Shrouded in the shiny blueness of his nom de plume “Palaceer Lazaro” for the release of his first two EPs with Shabazz Palaces, rapper Ishmael “Butterfly” Butler (formerly of Digable Planets) has finally stepped out of the shadows and served up a space-age masterpiece with Black Up.
Lines like “I’m dressed like I was at the Ali-Frazier fight,” the incorporation of Malcolm X’s Muslim name, Shabazz, and references to spaceships stranded on Earth, are all planets in Butler’s universe. He relishes in the mutation of repeated words, as in the chorus of “A Treatise . . .,” where the word “there” is gradually sexualized in the space between “I want to be there” and “get all up in there.” Yet the desire expressed in the song never crosses the line into campy “Lollipop” or “Candy Shop” territory.

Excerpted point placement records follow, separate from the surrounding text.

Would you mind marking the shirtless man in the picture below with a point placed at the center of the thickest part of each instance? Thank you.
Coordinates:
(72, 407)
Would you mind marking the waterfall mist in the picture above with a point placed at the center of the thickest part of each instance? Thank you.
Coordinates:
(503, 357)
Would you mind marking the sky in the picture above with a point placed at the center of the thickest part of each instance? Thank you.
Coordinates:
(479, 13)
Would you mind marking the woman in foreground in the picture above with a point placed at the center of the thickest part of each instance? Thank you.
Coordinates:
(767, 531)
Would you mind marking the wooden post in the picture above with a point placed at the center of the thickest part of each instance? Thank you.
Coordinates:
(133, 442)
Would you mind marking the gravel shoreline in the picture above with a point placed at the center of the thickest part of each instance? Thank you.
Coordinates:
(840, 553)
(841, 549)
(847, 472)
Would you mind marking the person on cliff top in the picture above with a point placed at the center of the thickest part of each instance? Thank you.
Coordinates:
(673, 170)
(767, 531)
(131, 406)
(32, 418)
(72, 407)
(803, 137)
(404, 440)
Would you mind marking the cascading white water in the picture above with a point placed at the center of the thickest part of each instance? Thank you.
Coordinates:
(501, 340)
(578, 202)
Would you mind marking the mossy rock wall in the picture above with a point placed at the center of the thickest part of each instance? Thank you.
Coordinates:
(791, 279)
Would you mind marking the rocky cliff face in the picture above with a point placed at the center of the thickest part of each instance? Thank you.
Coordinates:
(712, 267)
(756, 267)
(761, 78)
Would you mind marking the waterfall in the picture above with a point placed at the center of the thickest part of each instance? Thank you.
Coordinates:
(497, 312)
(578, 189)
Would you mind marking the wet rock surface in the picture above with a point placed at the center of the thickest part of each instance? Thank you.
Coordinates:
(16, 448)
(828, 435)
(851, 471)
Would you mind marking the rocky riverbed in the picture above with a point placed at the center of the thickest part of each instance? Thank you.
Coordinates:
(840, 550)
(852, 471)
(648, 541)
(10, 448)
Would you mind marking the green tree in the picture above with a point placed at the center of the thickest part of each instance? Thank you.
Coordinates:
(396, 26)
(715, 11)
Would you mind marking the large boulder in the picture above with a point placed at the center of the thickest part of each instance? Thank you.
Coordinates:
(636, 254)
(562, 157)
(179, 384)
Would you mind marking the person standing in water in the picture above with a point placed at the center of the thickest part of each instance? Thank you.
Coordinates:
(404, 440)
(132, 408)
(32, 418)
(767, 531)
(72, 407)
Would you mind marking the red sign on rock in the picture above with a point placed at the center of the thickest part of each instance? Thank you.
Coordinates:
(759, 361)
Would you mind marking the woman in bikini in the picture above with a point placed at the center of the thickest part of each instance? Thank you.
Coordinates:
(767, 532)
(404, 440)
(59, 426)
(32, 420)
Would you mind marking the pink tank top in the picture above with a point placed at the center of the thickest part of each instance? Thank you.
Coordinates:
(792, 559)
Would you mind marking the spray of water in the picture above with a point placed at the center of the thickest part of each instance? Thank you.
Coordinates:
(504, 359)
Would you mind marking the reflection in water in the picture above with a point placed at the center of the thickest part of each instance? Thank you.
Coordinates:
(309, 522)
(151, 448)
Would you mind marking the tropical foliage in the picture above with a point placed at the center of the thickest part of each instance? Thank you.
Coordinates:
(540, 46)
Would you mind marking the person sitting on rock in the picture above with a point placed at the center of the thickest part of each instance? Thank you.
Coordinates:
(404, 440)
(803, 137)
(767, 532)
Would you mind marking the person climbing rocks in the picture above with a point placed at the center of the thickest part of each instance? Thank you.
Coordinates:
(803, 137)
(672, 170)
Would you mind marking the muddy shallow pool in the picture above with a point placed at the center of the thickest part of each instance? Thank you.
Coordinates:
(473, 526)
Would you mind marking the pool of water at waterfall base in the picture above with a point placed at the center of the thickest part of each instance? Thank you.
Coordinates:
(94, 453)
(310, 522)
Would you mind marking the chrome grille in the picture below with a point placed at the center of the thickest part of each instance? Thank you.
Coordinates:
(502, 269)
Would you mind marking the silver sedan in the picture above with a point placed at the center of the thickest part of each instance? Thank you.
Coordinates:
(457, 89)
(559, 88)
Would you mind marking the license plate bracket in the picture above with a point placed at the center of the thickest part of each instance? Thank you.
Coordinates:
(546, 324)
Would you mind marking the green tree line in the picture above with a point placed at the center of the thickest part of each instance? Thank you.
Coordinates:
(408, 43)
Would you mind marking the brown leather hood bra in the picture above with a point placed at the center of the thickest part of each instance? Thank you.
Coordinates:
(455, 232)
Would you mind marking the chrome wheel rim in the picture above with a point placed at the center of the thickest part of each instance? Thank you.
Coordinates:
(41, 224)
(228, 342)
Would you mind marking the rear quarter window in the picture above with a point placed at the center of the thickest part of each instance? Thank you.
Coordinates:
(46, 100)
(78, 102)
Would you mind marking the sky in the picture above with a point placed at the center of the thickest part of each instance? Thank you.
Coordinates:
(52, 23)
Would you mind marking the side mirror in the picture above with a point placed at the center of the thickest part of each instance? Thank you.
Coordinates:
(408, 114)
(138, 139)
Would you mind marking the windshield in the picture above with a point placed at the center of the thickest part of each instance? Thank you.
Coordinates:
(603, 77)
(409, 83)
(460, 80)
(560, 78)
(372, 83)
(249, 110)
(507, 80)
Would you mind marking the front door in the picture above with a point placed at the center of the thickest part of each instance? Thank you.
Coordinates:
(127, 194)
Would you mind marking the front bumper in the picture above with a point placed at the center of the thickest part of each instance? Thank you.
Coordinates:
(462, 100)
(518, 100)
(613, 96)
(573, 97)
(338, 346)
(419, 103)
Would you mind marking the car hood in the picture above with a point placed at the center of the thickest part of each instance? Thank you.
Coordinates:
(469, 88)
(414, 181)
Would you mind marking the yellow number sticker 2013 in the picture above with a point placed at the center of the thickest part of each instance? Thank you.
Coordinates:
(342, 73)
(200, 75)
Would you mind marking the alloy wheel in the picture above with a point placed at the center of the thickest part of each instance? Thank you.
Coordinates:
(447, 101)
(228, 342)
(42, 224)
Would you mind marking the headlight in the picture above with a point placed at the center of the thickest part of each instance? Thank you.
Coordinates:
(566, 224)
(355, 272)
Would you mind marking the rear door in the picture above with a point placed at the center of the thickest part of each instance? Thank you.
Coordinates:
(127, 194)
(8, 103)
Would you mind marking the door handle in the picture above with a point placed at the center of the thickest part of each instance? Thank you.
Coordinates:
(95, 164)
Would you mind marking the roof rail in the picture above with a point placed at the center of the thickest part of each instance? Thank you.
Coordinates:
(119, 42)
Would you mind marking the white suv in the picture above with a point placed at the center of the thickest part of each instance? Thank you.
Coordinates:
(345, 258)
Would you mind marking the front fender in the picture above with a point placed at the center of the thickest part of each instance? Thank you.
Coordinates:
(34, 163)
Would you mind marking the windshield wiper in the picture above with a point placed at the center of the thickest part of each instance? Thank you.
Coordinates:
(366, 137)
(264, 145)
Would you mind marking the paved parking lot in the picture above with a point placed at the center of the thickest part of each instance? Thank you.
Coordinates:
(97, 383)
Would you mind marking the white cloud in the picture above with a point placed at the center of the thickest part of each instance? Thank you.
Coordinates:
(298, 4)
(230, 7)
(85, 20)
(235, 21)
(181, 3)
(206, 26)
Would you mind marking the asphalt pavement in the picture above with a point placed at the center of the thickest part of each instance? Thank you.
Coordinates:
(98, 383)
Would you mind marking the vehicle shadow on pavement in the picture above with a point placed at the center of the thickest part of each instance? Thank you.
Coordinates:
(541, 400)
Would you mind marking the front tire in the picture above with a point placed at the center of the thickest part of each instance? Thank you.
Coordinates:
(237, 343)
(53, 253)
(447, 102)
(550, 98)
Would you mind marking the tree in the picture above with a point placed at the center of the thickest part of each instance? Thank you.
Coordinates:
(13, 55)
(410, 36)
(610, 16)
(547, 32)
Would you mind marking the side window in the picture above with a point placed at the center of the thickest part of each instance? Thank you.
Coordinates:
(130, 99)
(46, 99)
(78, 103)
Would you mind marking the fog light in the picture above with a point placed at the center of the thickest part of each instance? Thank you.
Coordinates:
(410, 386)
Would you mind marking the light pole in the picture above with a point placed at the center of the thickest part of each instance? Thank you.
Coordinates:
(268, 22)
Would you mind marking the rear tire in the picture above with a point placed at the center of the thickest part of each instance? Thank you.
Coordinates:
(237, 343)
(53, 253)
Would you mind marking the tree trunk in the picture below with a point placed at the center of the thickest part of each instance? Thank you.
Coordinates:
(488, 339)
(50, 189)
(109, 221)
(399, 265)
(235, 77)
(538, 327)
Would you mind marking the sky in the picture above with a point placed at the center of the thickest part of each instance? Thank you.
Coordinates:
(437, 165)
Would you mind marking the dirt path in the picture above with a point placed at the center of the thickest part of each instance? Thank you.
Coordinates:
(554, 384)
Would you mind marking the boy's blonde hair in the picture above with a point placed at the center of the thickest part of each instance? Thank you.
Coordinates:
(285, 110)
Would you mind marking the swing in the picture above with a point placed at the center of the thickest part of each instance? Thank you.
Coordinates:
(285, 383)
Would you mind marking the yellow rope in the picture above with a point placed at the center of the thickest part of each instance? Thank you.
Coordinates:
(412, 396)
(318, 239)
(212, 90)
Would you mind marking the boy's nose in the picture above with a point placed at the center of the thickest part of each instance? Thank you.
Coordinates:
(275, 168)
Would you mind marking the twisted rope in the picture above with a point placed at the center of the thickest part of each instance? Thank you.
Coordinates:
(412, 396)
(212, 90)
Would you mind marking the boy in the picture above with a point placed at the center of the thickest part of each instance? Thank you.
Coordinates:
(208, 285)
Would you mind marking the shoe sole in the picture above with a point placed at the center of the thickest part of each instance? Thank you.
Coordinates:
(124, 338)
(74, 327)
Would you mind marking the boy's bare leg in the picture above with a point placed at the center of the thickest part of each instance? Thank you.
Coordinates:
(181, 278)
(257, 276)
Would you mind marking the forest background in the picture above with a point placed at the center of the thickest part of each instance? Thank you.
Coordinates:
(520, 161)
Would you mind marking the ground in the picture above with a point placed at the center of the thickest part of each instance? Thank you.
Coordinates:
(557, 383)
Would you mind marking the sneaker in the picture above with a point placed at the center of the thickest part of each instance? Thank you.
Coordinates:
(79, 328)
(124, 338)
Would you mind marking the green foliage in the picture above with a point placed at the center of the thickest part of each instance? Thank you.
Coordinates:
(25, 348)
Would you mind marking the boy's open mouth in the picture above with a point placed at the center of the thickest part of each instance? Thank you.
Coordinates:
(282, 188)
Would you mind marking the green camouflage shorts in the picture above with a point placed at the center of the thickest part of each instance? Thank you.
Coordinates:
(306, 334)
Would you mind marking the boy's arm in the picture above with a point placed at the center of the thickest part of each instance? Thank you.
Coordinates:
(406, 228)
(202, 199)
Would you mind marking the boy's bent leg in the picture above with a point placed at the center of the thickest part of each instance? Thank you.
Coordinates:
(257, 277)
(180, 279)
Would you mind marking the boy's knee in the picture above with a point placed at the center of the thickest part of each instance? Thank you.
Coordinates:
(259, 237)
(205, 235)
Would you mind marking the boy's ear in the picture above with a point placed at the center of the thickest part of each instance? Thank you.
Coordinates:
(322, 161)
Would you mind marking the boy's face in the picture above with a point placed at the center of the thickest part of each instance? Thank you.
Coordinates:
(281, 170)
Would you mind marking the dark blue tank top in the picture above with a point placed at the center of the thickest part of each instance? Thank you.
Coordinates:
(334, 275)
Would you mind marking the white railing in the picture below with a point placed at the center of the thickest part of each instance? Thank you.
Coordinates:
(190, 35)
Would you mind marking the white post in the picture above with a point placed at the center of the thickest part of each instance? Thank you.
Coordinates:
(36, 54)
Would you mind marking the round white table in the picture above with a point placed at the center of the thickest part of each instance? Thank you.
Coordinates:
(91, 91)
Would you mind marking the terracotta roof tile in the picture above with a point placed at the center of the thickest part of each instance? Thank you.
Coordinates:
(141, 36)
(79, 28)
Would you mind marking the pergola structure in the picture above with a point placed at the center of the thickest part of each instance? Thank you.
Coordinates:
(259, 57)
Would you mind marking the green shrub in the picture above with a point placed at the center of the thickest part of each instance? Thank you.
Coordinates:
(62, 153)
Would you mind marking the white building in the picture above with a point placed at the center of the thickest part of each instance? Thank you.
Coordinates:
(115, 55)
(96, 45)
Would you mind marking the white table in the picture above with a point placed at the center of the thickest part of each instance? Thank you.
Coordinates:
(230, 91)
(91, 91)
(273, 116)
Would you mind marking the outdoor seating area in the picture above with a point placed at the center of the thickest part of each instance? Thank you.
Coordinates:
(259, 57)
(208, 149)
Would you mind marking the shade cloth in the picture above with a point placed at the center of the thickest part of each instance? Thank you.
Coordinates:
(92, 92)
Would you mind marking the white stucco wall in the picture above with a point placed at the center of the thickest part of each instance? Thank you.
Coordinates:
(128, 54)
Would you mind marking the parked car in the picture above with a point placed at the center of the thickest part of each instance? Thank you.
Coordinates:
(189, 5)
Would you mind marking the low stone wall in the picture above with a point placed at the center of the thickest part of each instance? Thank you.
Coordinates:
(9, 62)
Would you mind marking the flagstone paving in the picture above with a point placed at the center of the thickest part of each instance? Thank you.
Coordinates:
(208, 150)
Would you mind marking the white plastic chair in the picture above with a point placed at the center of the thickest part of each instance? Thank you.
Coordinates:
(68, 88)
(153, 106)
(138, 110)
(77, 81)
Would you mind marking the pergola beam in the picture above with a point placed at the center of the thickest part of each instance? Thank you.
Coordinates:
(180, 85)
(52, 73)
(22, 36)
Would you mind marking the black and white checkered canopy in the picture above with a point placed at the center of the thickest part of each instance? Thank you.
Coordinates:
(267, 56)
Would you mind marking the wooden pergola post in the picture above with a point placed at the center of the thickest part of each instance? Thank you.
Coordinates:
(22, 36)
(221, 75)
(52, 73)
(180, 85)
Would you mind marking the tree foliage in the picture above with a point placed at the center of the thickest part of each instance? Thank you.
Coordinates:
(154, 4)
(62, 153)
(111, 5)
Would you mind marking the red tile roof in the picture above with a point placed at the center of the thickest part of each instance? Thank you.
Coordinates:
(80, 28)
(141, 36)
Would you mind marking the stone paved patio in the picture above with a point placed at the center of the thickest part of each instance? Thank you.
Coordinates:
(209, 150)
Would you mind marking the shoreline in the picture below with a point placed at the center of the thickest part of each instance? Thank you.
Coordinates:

On “An Echo That Profess Infinitum,” Butler drops the beat after one verse and introduces a thumb-piano ostinato. Right when you think that’s the new flight path for the track he stirs in the ghostly vocal chorus from the main theme with an MPC stutter step. The song ends with thumping bass for three more measures, smoky tails of wailing wraiths curling in the stillness. Butler summarizes his production approach in an impression of a friend on “The Kings New Clothes . . .,” deadpanning, “That one beat’s all of that, huh?” Hell, yes, it is!
There has been much hype around Lil Wayne’s The Carter IV, but Black Up is the most innovative hip-hop album in recent memory. It deserves respect and repeat listens whether it lives in your headphones or rattles out of the trunk of your car. It is a document of an artist who uncompromisingly follows his muse.